Ethan Casson is an American sports executive who serves as the president of the Dallas Mavericks of the National Basketball Association (NBA). He previously spent nine years as the chief executive officer of the Minnesota Timberwolves, Minnesota Lynx, and Iowa Wolves, and served as the Timberwolves' alternate governor on the NBA Board of Governors. In his current role as president of the Dallas Mavericks, Casson oversees the organization’s day-to-day business operations and long-term strategic vision. Over his career, Casson has held senior leadership roles in both the NBA and NFL and has been recognized for his contributions to sports business, venue development, and community engagement.

== Career ==
Dallas Mavericks

Casson was appointed President of the Dallas Mavericks in August 2025, assuming responsibility for the organization’s day-to-day business operations and long-term strategic vision.

Minnesota Timberwolves and Lynx

From 2016 to 2025, Casson served as CEO of the Minnesota Timberwolves and Minnesota Lynx, as well as the G League’s Iowa Wolves. During his tenure, the organization achieved record growth across key business categories, including season tickets, attendance, corporate partnerships, television viewership, merchandise sales, and digital engagement. The Timberwolves were named a finalist for the 2024 Sports Team of the Year by Sports Business Journal.

Casson also oversaw the $150 million renovation of Target Center, a project that modernized the arena and contributed to its recognition as a finalist for Sports Business Journal’s 2018 Facility of the Year and as one of Finance & Commerce’s Top Projects of 2017.

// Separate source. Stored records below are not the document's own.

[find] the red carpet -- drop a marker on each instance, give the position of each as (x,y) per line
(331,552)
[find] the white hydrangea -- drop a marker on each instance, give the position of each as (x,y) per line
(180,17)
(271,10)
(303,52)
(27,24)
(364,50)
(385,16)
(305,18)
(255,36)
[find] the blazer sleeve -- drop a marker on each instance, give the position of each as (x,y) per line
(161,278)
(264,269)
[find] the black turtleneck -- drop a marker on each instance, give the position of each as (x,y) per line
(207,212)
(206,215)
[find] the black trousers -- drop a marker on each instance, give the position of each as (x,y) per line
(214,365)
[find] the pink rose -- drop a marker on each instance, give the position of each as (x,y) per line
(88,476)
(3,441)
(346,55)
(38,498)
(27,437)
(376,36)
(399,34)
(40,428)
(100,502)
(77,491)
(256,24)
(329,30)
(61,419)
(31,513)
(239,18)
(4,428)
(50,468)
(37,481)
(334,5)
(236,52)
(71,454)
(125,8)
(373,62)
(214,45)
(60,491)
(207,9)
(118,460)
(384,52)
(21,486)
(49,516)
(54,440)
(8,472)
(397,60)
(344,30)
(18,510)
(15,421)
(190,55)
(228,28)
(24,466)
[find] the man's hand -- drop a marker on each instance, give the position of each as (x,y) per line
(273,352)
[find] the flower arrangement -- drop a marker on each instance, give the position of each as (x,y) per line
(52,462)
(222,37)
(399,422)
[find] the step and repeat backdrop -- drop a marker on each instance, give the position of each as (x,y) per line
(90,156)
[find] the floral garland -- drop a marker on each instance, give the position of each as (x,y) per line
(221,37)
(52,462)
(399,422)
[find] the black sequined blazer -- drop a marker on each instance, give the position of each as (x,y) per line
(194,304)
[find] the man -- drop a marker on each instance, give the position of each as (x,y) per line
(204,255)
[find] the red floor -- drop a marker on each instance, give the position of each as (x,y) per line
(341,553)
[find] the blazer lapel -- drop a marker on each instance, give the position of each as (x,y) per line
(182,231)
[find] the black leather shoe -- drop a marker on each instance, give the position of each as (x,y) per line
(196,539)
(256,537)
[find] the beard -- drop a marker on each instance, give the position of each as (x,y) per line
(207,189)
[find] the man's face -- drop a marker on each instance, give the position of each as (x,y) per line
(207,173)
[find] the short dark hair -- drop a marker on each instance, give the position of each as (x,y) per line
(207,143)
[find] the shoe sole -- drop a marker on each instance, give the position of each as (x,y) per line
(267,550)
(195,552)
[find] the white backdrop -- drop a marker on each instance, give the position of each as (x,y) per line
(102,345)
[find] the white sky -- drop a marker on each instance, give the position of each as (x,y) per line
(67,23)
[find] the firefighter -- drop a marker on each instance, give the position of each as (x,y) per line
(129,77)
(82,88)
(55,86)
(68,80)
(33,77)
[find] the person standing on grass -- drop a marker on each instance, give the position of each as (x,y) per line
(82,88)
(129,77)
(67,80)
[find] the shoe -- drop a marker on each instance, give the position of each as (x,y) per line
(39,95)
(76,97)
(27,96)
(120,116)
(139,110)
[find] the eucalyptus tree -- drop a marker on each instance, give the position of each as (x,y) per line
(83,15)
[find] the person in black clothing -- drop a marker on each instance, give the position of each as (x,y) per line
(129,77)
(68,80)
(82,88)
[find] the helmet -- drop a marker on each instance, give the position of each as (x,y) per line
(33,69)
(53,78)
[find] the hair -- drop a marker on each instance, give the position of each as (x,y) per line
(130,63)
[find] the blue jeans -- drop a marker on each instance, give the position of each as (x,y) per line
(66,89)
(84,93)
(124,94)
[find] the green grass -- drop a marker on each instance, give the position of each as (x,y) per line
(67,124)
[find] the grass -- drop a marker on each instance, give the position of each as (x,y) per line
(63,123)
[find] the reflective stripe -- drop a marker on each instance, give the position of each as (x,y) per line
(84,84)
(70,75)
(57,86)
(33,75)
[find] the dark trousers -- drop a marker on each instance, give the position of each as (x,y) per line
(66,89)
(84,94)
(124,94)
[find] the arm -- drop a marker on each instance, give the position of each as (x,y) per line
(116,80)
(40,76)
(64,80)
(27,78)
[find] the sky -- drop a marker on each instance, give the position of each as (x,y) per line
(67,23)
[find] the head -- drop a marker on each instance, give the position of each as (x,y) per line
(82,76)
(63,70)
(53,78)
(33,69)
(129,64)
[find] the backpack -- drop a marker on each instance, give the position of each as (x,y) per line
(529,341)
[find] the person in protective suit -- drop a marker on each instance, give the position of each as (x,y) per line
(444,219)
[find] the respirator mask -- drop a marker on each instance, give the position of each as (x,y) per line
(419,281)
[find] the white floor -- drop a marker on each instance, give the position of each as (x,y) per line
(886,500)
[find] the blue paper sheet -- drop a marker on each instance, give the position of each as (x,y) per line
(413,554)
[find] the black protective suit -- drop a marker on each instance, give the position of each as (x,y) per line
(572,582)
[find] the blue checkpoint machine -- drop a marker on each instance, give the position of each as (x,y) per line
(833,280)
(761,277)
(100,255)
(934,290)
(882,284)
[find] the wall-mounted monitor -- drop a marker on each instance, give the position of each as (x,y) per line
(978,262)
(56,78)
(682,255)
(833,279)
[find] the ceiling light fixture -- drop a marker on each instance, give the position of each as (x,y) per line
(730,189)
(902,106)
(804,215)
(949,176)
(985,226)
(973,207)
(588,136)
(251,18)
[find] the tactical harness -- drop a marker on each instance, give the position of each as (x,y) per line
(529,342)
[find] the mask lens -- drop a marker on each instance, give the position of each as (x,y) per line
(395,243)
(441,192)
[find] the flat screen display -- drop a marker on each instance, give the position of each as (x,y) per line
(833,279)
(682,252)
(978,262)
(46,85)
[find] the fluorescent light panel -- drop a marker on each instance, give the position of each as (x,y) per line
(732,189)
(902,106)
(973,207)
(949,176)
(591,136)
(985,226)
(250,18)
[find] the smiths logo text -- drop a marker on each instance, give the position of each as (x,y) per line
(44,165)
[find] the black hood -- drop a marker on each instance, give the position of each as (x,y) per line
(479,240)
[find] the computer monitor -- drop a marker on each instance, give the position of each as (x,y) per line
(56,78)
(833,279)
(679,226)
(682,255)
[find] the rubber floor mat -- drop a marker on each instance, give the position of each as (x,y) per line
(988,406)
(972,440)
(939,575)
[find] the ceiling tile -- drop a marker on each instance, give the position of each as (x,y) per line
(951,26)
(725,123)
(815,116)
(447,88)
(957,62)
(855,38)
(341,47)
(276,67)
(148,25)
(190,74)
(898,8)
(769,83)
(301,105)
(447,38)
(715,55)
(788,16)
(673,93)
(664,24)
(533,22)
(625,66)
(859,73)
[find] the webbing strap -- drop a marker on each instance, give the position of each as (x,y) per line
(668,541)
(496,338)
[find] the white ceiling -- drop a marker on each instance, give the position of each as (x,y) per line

Community and Civic Initiatives

Casson oversaw several major community and social impact efforts during his time in Minnesota. He worked with the National Basketball Social Justice Coalition and the Restore the Vote Coalition to support legislative changes restoring voting rights to approximately 50,000 Minnesotans previously incarcerated or on parole. The organization received the 2023–24 NBA Inclusion Leadership Award for its work in this area.

San Francisco 49ers

Prior to joining the Timberwolves, Casson served as Chief Operating Officer of the San Francisco 49ers. In that role, he played a significant part in the development of Levi’s Stadium, securing a 20-year, $220 million naming rights partnership with Levi Strauss & Co., one of the largest naming rights agreements in NFL history. He also contributed to hosting major events, including Super Bowl 50.

Levi’s Stadium received widespread industry recognition following its opening. The venue became the first NFL stadium to achieve two LEED Gold certifications and earned several awards, including Sports Business Journal’s 2015 Facility of the Year and the Green Sports Alliance Environmental Innovators of the Year award in 2016.

Awards and Recognition

Casson has been recognized throughout his career for leadership in sports business, diversity, and organizational impact. His honors include:

- Sports Business Journal “ALL IN: Leaders in Diversity, Equity and Inclusion” (2023)
- Minneapolis/St. Paul Business Journal Most Admired CEO (2022)
- Sports Business Journal “People Who Influenced Sports Business” (2020)
- Sports Business Journal Forty Under 40 (Class of 2014)

== Education ==
Casson earned a Bachelor of Science in Sports Management from Colby-Sawyer College. He was inducted into the New England Basketball Hall of Fame in 2013 and the Colby-Sawyer College Athletic Hall of Fame in 2015.

== Personal life ==
Casson resides in Dallas with his wife, Lisa, and their sons, Lucas and Miles.